The last ship of Japan’s Antarctic whaling fleet returned home yesterday, ending an annual expedition that saw tense high-seas clashes with militant environmental group Sea Shepherd.
The Nisshin Maru, the mother ship of the five-vessel fleet that carries most of the whale carcasses, sailed into Tokyo Harbor in the morning, the last of the harpoon ships that set sail in November.
The tense confrontations in icy Antarctic waters saw the sinking of a Sea Shepherd vessel and the arrest of one of its activists, a New Zealander who now faces trial in Japan for assault, trespass and three other charges.
Whalers and their opponents also blasted each other with water cannons, while activists hurled rancid butter and stink bombs, and the whalers targeted the environmentalists with a sonic crowd control device.
Sea Shepherd said early last month that they had managed to block harpooning entirely for more than a month, reducing the Japanese kill by up to half and costing the whalers an estimated between US$70 million and US$80 million.
During the hunt from 2008 to last year, six Japanese ships killed 680 mostly minke whales, below their target of 765 to 935 whales, a shortfall authorities blamed on 16 days of harassment by activists.
Commercial whaling has been banned worldwide since 1986, but Japan justifies its annual hunts as lethal “scientific research,” while not hiding the fact that the meat is later sold in shops and restaurants.
Tensions have risen between whaling nations, also including Iceland and Norway, and anti-whaling nations such as Australia, which has threatened to take Japan to the International Court of Justice over the issue.
The International Whaling Commission, which meets in June in Morocco, is considering a plan to allow whaling nations to hunt the ocean giants openly if they agree to reduce their catch “significantly” over 10 years.

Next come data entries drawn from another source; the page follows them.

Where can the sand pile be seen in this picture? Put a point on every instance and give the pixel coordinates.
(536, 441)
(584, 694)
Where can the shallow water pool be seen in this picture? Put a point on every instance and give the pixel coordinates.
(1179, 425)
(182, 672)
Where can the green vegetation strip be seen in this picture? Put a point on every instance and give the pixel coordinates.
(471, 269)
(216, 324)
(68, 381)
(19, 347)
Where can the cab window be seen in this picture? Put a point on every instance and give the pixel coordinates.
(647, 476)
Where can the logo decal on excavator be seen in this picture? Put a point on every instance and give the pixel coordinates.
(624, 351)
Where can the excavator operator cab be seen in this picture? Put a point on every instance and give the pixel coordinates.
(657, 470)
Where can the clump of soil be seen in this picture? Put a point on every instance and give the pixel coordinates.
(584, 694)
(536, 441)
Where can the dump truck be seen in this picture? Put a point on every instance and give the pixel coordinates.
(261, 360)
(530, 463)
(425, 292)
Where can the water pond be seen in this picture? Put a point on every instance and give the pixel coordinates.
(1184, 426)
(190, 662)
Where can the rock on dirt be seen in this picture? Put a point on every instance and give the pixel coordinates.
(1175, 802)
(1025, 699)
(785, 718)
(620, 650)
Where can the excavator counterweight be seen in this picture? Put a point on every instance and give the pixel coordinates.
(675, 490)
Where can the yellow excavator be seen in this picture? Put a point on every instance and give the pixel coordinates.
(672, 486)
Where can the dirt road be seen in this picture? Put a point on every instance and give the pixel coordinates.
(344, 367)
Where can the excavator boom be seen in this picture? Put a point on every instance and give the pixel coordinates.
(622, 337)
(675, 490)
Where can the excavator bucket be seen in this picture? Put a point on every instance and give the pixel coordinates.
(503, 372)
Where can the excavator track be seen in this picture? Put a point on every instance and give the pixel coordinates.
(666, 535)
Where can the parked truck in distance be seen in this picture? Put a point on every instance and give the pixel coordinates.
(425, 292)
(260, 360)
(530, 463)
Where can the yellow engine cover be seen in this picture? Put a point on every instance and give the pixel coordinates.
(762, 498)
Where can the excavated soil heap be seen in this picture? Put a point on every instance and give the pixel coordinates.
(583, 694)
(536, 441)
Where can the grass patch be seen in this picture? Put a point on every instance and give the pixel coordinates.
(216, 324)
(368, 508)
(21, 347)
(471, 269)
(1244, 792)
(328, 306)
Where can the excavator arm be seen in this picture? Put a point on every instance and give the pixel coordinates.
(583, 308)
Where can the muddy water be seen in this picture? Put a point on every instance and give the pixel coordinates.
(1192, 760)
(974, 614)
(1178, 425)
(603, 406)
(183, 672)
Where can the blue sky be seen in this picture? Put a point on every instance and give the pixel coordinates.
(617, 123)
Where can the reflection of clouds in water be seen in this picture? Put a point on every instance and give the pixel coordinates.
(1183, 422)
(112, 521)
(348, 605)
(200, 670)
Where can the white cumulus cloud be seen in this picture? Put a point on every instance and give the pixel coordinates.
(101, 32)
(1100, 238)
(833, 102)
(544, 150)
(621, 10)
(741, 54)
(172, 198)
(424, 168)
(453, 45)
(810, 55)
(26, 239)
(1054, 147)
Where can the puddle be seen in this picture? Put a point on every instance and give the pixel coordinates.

However, so far Japan, Australia and other key nations have rejected the plan, while New Zealand has voiced support for the compromise.
In Japan, meanwhile, two cases involving anti-whaling activists are now moving though the criminal justice system.
Sea Shepherd’s Peter Bethune was indicted on April 2 for trespass, injuring a person, carrying a weapon, vandalism and obstructing commercial activities — charges that could see him jailed for up to 15 years.
Bethune, 45, was the captain of the Sea Shepherd’s Ady Gil, a futuristic powerboat that sank after it was sliced in two in a collision with the whaling fleet’s security ship Shonan Maru II in early January.
On Feb. 15, Bethune scaled the the Shonan Maru II from a jet ski before dawn with the stated intent of making a citizen’s arrest of its captain Hiroyuki Komiya for the attempted murder of his six crew.
Bethune had also planned to present the captain with a bill for the Ady Gil, a carbon-and-kevlar trimaran that broke the round-the-world record for a powerboat in 2008 under its former name Earthrace.
Instead he was detained, taken to Japan and formally arrested.
Prosecutors also allege he earlier caused a chemical burn on a whaler’s face by hurling a bottle of butyric acid that smashed on the Shonan Maru II.
In another case involving anti-whaling activists, two Japanese members of Greenpeace face theft and trespass charges that stem from their investigation of alleged embezzlement in the state-subsidized industry.
Greenpeace said its probe showed that parcels of salted whale meat were being sent to crew members for personal consumption or sale.
The “Tokyo Two,” as the environmental group calls its activists Junichi Sato and Toru Suzuki, face up to 10 years in prison if convicted in the trial, with a verdict expected some time in June.